The areas of technology and infrastructure are hot areas to be investing in Asia. The population demographics in Asia are still relatively young compared to western democracies, and are more likely to adopt disruptive new technologies in their everyday lives. As a larger proportion of the rural populations shift towards living in metropolitan areas, infrastructure investments are required to accommodate this population growth in a sustainable and affordable manner. For example in China, the retail market has virtually skipped the traditional brick-and-mortar space and straight into internet shopping with the rise of Alibaba. With the increasing use of ride-sharing and automated cars, it may not be economically feasible or convenient for individuals to own their own cars or for governments to invest in forms of localized public transportation such as buses, trams, or the subway. Thus, large scale infrastructure products such as high-speed trains to travel across regions are more impactful and present better investment opportunities.

What assets classes in Asia offer growth?

Asset classes in Asia that offer growth would be in equities and alternative investments. In the equities space, I would focus on the technology sector, and in the alternatives investments I would focus on transport or healthcare infrastructure. These sectors offer direct benefits in improving the lives of a young and growing metropolitan population that easily adopts new technologies, and a society that is not burdened by expensive legacy infrastructure that is expensive and difficult to expand and maintain.

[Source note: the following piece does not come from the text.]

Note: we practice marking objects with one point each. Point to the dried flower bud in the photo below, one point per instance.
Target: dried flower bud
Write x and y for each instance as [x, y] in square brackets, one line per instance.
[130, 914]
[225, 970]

In the technology space, we observe that local Asian companies such as GrabTaxi and DiDi are taking western digital inventions like Uber and adapting it for the local environment. These firms are so effective at innovating these technologies specifically for the local populance that foreign companies like Uber have exited such markets, and left it to local competitors to develop based on their their superior on-ground cultural knowledge and expertise.

The Asian culture places great value in assets such as real estate and infrastructure as they are tangible and perceived as ‘safe-haven’ investments. Thus, investments in large infrastructure projects are valuable opportunities as they will be heavily used and paid for by a young and growing populance, are well-supported by the regional governments for improving the livelihood of the residents of the area, and construction and maintenance of these infrastructure projects create many jobs and contribute to the regions’ GDP.

How does a tilt to Asia in a portfolio help to generate wealth?

Although there may be greater political risks, the population demographics in Asia are indicative of a growing middle class with an appetite for the consumption of high-quality goods that result in an economic expansion and greater opportunities for wealth creation. As Australia generally exports resources and tertiary education in Asia, a tilt of investment portfolios towards Asia allows Australian investors to partake in the new technologies and products that are being developed and manufactured in Asia. Furthermore, investing in Asia has a diversification effect on an investment portfolio, thus increasing risk-adjusted returns over the long-term.